Dès lors, le Potemkin régna en maître sur la mer Noire. Soit qu'il abordât dans des ports étrangers, soit qu'il fît irruption dans les ports russes, il se faisait remettre des vivres, des munitions, il rançonnait les navires rencontrés, les obligeant à lui donner toutes leurs provisions de charbon. Il avait d'ailleurs de larges ressources, deux millions de francs, don d'un gouvernement étranger.
Le navire était devenu la terreur de tous les riverains. La Roumanie, la Bulgarie, et la Turquie avaient donné l'ordre à leurs fonctionnaires d'obéir aveuglément aux ordres du Potemkin, lequel, d'ailleurs, étant armé de pièces d'un fort calibre, aurait pu, en un instant, réduire à la raison les citadelles les mieux défendues. Les grandes puissances-européennes, terrorisées elles aussi par l'audace de ces pirates, et craignant des complications, n'osaient rien faire. La mutinerie durait depuis trois mois, et, en Russie, la Révolution s'étendait, gagnant le fond des provinces.

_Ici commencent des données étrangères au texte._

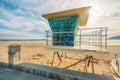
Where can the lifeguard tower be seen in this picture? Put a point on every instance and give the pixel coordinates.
(67, 37)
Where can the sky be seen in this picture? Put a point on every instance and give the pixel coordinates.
(21, 19)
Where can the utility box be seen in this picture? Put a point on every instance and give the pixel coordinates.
(14, 53)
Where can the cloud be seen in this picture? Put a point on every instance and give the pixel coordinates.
(19, 35)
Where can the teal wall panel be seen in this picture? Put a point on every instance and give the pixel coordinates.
(64, 24)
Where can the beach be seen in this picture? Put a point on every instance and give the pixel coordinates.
(34, 52)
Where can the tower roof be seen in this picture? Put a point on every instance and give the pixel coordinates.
(82, 13)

Un jour, les chefs du Potemkin ayant acquis dans leur aventure plus d'audace et d'habileté, résolurent de sortir de la mer Noire et d'aller porter ailleurs la dévastation. Le passage des Dardanelles serait facile puisque la Turquie avait fait connaître aux mutins que sa flotte n'était pas à craindre, tous ses vaisseaux étant encloués.
Tout à coup, dans la nuit du 25. septembre 1905, le matelot qui était de quart à bord du Potemkin signala un feu à bâbord qui semblait se déplacer d'une façon anormale. Les chefs du navire en étaient à peine prévenus, qu'une violente détonation retentit, que la coque du navire fut éventrée. Et, en quelques instants, l'énorme bâtiment, qui venait d'être torpillé s'abîma dans les flots.

Au grand jour, on n'apercevait plus, à la surface de la mer, que des épaves, au milieu desquelles naviguait un minuscule, torpilleur qui portait le pavillon japonais !
On sut depuis que ce petit bâtiment, déguisé en yacht de plaisance, avait franchi le canal de Suez, la Méditerranée et les Dardanelles. Il était envoyé par le mikado, qui, désireux de témoigner de ses bons sentiments envers la Russie, au moment où la question de paix était à l'étude, avait ordonné à un de ses navires de faire cesser une révolte que ni la Russie ni l'Europe ne s'étaient souciées de maîtriser.
Et, délivrées ainsi du vaisseau-pirate, grâce aux soins du Japon magnanime, les grandes puissances désormais commencèrent à respirer.